Programme A was as follows: The mice bearing tumors at 8 days that were in the initial tumor stages were randomly distributed into five groups and each group consisted of 8 mice. They were treated with 61 mg/kg (0.25 mmol/kg), 122 mg/kg (0.5 mmol/kg) and 244 mg/kg (1.00 mmol/kg) osthole intraperitoneally (i.p.) in 0.2-ml corn oil, with corn oil alone as the model control group and cisplatin (5 mg/kg; Qilu Pharmaceutical Co., Ltd., Jinan, China) as the chemotherapy control once every other day for 2 weeks. Programme B was as follows: The mice bearing tumors at 13 days that were at the rapid growth stage of the tumor were randomly distributed into five groups and each group consisted of 8 mice. The mode of administration was the same as that of Programme A. Additionally, 8 C57BL/6 mice without tumor cell inoculation were treated with corn oil alone as the normal control group.

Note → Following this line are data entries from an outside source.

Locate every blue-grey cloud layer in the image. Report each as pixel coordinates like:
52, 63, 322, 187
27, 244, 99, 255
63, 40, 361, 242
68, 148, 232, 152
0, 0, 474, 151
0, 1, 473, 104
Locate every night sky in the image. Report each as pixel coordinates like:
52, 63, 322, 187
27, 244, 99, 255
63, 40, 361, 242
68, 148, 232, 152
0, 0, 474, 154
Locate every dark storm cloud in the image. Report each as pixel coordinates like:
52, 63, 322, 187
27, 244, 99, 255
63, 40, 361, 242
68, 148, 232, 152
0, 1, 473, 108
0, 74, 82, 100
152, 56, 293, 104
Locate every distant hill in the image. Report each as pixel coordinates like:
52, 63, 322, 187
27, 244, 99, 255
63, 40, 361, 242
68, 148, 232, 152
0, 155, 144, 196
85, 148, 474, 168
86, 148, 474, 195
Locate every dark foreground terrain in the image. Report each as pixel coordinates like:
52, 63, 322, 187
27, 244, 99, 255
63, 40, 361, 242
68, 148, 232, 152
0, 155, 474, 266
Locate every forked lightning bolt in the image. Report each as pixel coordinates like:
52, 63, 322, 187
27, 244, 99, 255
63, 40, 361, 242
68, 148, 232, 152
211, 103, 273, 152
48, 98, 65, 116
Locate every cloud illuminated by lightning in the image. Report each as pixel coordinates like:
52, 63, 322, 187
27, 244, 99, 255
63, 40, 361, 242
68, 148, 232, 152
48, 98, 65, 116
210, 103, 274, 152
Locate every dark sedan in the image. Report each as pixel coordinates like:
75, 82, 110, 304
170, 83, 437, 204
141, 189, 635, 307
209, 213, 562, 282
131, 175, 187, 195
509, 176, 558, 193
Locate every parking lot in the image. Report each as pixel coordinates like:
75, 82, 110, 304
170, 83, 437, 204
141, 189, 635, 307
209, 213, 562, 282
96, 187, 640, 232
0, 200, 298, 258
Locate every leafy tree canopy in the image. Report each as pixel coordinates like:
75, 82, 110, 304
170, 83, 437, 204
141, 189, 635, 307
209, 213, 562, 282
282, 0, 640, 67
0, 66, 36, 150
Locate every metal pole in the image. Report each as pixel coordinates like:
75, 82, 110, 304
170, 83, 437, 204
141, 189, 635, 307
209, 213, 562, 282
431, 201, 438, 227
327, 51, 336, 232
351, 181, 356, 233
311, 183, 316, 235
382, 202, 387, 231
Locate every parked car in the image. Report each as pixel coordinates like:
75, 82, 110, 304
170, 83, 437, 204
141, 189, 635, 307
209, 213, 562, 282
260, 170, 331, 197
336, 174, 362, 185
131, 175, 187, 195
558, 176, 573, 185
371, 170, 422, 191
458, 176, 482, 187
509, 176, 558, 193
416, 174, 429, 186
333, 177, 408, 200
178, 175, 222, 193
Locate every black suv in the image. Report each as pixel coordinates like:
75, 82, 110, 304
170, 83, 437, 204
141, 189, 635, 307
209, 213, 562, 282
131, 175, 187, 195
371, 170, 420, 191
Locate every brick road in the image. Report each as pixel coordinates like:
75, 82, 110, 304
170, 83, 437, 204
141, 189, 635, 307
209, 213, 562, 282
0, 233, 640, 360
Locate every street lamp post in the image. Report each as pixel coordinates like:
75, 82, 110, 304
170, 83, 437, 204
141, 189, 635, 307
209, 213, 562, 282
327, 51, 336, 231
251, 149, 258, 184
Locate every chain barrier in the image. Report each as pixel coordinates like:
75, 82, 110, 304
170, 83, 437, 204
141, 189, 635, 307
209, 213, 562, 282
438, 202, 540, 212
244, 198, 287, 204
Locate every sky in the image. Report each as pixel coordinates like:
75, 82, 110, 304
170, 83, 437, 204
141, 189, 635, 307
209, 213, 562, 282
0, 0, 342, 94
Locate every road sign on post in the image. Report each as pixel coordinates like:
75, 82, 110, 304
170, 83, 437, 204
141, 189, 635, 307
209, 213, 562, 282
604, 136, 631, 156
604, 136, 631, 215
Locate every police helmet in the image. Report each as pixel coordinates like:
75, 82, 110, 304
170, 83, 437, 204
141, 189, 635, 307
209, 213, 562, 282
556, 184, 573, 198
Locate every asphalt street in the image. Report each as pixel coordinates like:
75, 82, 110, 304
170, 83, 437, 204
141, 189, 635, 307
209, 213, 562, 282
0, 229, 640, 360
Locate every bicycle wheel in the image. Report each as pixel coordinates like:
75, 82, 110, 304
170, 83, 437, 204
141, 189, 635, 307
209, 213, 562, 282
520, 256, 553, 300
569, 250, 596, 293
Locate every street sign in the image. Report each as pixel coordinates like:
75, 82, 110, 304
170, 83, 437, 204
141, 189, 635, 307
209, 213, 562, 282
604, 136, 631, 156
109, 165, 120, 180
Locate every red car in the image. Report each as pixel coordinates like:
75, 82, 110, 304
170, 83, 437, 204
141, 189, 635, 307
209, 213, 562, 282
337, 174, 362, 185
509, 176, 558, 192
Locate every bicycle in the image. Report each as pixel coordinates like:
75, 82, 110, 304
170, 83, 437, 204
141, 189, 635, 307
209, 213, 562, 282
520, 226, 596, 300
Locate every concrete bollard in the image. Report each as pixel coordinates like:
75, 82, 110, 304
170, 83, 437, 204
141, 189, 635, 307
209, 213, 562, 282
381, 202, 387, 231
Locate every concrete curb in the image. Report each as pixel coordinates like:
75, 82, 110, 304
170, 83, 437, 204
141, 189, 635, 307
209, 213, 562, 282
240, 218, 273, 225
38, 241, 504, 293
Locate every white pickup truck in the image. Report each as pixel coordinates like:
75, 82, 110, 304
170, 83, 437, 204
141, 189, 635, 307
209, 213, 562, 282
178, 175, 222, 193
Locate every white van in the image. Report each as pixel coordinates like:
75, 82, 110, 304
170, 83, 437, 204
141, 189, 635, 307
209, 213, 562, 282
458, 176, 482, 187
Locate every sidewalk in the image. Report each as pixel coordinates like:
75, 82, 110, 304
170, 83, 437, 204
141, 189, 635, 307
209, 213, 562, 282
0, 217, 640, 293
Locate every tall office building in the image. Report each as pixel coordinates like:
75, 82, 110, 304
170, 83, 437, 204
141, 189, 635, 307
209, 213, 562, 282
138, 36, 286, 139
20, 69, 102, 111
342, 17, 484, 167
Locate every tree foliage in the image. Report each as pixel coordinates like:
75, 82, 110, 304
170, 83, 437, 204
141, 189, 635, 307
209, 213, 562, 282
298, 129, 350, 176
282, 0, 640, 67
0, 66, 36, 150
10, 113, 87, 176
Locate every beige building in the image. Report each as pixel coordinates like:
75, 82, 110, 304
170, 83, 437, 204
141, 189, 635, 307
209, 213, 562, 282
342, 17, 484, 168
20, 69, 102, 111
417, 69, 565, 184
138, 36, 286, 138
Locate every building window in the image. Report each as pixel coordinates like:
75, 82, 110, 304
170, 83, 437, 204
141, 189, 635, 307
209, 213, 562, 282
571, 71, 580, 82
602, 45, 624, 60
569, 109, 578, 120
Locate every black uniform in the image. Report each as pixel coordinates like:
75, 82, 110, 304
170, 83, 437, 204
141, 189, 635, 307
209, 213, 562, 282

Assessment of tumor weight

A total of 24 h after the last treatment administration at day 14, mice were sacrificed. The tumor tissues and adjacent tissues were weighed and collected. Tumor inhibition rate (%)=(mean tumor weight of model control group-mean tumor weight of experiment group)/mean tumor weight of model control group ×100.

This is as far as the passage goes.